— Ты послушай, Михал, — говорил своему гостю с характерным для поляка выговором, — от Сибири на Польшу идут пьять дрог. На всход к Охотску, там море и корабли, Калифорния, Америка… и Европа!
— Знаю, Ян, знаю, этим кругосветным путем Бакунин бежал из Иркутска…

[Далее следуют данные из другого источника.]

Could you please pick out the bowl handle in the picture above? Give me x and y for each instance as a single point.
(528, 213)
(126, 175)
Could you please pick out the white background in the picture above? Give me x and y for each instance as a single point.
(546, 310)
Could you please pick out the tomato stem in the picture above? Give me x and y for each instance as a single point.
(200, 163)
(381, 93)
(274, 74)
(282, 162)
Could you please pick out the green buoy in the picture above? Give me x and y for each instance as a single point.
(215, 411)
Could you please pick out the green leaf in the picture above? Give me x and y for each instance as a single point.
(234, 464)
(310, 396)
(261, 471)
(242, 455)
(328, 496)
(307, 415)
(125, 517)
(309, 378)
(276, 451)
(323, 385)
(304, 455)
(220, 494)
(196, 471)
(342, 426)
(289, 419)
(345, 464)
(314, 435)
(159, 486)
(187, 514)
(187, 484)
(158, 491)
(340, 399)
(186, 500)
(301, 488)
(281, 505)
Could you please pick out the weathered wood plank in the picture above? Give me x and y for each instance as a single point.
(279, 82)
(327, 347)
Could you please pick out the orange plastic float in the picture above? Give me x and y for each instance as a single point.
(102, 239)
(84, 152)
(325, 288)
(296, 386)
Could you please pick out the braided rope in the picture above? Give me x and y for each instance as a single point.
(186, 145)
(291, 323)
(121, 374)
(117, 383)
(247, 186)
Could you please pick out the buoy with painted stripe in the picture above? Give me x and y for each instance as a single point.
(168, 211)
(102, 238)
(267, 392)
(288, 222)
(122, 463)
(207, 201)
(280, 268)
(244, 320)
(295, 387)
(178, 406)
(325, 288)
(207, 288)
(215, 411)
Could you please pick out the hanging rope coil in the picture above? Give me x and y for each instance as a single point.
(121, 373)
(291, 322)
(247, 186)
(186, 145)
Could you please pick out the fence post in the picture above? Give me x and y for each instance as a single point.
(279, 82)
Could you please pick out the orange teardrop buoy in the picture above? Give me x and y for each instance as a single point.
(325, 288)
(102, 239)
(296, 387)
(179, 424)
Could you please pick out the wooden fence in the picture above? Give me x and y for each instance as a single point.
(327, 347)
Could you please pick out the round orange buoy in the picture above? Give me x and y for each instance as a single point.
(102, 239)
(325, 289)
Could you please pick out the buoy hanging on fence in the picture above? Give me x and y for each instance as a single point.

— Ни, Михал, не только Бакунин. До Бакунина за сто лет так бежал Август Беневский… Друга дрога — через степь киргизскую в Бухару, а оттуда в Персию, в Турцию и в Европу… Третья — к Уральским горам, там налево плыть до Каспия по реке Урал… через Персию, Турцию — и в Европу! А четвертая — за Уральскими горами не брать влево, а дойти до губернского города Уфы, дальше плыть по реке до впадения в Волгу и по Волге, там по суше до Дона… до Таганрога…
— У тебя получается, Ян, как у сказочного богатыря: прямо ехать — головы не снесть, направо ехать — коня сгубить…
— Отчего, Михал? Ведь бегали люди… Я еще не сказал пьятой дроги — за Уральские горы на норд, на полноц, по Печоре, Вычегде до Двины, до Архангельска. Там — корабль!.. Всякой дрогой бегали люди, а как бегали, хочешь, Михал, я тебе историю расскажу…
«Один молодой человек, Мигурский, был сослан в линейные баталионы солдатом. Дома у него осталась невеста, панна Альбина, из видной семьи. Только панна Альбина узнала, что жених ее прибыл на место ссылки, начала собираться к нему в Уральск. Никакие уговоры, ни слезы, ни стенания, ни угрозы родителей не могли ее удержать от дальней дороги. Она поступила по-своему и, приехав в Уральск, обвенчалась со своим Мигурским, и родила ему двух малюток, и сделалась для него единственною отрадою и звездою в горьком мраке неволи. Но там, где взрослые надеялись и терпели, малютки не выжили и скоро умерли оба, оставив отцу и матери новую тоску на сердце. И этой тоски они уже перенести не могли и задумали план побега.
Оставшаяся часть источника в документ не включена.